Some companies, like InterNAP and Level 3, have businesses that emphasize their network optimization and network architectures. I don’t know of any electricity optimization companies and I don’t have any idea of the architectures they have built.

My roots are in network engineering and I have spent a good part of my career building network devices and global IP-based networks and services. I’ve spent years studying routing protocols, quality of service algorithms, security mechanisms to prevent DDoS attacks and have every field of the IPv4 packet header memorized.

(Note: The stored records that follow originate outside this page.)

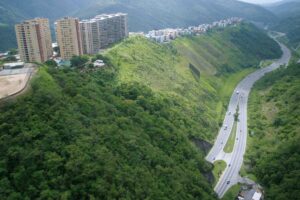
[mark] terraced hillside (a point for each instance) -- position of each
(193, 70)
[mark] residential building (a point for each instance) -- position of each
(34, 40)
(102, 31)
(68, 37)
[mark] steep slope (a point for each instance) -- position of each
(290, 26)
(143, 14)
(288, 13)
(285, 9)
(192, 69)
(123, 132)
(273, 155)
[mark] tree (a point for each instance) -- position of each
(79, 61)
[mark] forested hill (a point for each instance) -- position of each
(126, 131)
(274, 153)
(143, 14)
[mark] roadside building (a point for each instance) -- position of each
(15, 65)
(34, 40)
(99, 63)
(68, 37)
(102, 31)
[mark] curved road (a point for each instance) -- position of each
(239, 99)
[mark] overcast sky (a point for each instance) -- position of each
(260, 1)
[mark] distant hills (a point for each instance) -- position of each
(288, 13)
(143, 14)
(285, 9)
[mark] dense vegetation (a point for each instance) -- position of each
(274, 153)
(143, 14)
(126, 131)
(219, 55)
(74, 136)
(290, 26)
(288, 13)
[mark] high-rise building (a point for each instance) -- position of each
(68, 37)
(103, 30)
(34, 40)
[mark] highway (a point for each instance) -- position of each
(239, 99)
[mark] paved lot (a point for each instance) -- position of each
(239, 99)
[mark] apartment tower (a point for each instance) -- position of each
(68, 37)
(102, 31)
(34, 40)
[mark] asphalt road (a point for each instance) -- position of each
(239, 99)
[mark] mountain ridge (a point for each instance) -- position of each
(143, 15)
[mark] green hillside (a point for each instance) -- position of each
(219, 56)
(143, 14)
(286, 9)
(126, 131)
(147, 15)
(290, 26)
(274, 154)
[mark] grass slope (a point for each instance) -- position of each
(165, 69)
(273, 151)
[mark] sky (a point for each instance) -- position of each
(260, 1)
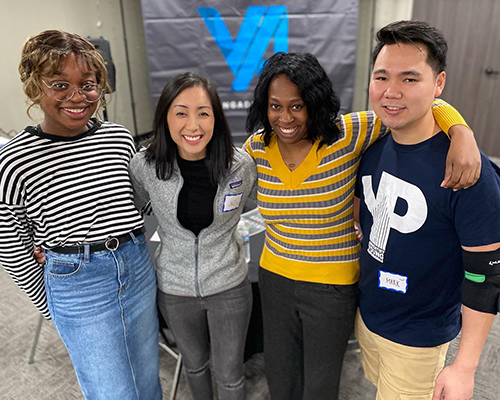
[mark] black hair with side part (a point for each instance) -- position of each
(415, 32)
(315, 89)
(162, 150)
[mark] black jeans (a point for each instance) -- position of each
(214, 325)
(306, 331)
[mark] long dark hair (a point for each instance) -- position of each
(315, 89)
(162, 150)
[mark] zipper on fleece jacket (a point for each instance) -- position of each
(196, 284)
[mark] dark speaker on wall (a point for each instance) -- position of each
(102, 46)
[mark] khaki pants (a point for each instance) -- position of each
(399, 372)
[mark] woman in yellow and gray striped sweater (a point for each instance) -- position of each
(307, 167)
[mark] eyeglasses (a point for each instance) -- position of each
(63, 91)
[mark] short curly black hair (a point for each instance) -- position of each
(315, 89)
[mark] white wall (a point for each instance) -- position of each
(94, 18)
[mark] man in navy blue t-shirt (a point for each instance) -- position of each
(419, 238)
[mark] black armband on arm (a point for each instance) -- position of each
(482, 280)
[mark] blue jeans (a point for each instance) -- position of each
(214, 324)
(306, 331)
(104, 309)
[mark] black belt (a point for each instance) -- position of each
(112, 243)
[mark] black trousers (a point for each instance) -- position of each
(306, 331)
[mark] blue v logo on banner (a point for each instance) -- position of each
(244, 55)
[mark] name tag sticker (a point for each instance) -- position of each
(231, 202)
(394, 282)
(234, 185)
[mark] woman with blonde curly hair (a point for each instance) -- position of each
(65, 187)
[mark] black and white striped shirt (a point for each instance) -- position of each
(59, 191)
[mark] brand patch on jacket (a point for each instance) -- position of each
(234, 185)
(231, 202)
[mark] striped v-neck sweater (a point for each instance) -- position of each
(309, 211)
(57, 191)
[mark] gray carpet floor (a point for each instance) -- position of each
(51, 376)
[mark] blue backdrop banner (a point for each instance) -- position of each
(229, 41)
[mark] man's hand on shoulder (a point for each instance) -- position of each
(463, 163)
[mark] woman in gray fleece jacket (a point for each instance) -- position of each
(198, 183)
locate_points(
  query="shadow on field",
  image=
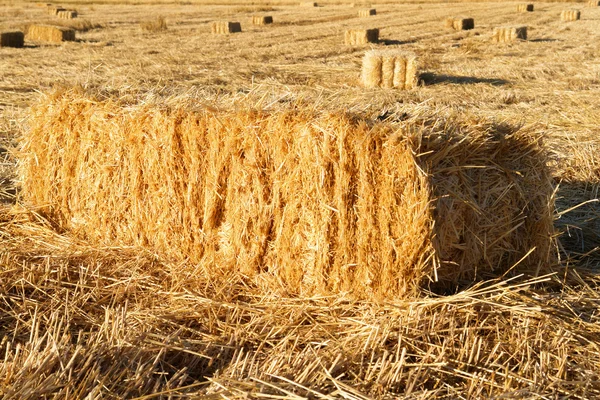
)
(430, 78)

When the CTO of a Web 2.0 company does not know how a router or switch works (or even what layer of the OSI model they even operate on), I tend to cringe a bit.

I guess I’m reluctant to admit that my technical depth in networking has been abstracted to not being relevant in the Web 2.0 world of social networking, mash-ups, RSS and AJAX. I know that a well-architected network can have a dramatic affect on application performance – but maybe on today’s high-speed Internet it does not matter. It might be that network engineers are not relevant for today’s Internet in the same way that software optimization engineers are seemingly not relevant for Microsoft applications.

On the other hand, I see the current state of the Internet as the ultimate success of these networking technologies. You can deploy a wildly successful Web 2.0 application that serves millions of users and never know how a router, switch or load-balancer works. Even network security and firewalls that were making headline news not more than a few years ago are considered perfunctory. The success of these networking devices and technologies has enabled them to become part of the technology landscape that exists for all to use as they see fit, similar to the microprocessor or electricity.

In your opinion, has the Internet reached a level of abstraction similar to electricity? Do you use the infrastructure that is given to you by your local Internet service provider or a specialized hosting facility like Amazon without questioning how it is architected and designed?

In my role as a venture capitalist, the answers to these questions will help me determine if startups that are building optimized networking devices, improving network security, virtualizing storage, and so forth are required in today’s market.

Allan Leinwand is a venture partner with Panorama Capital and founder of Vyatta. He was also the CTO of Digital Island.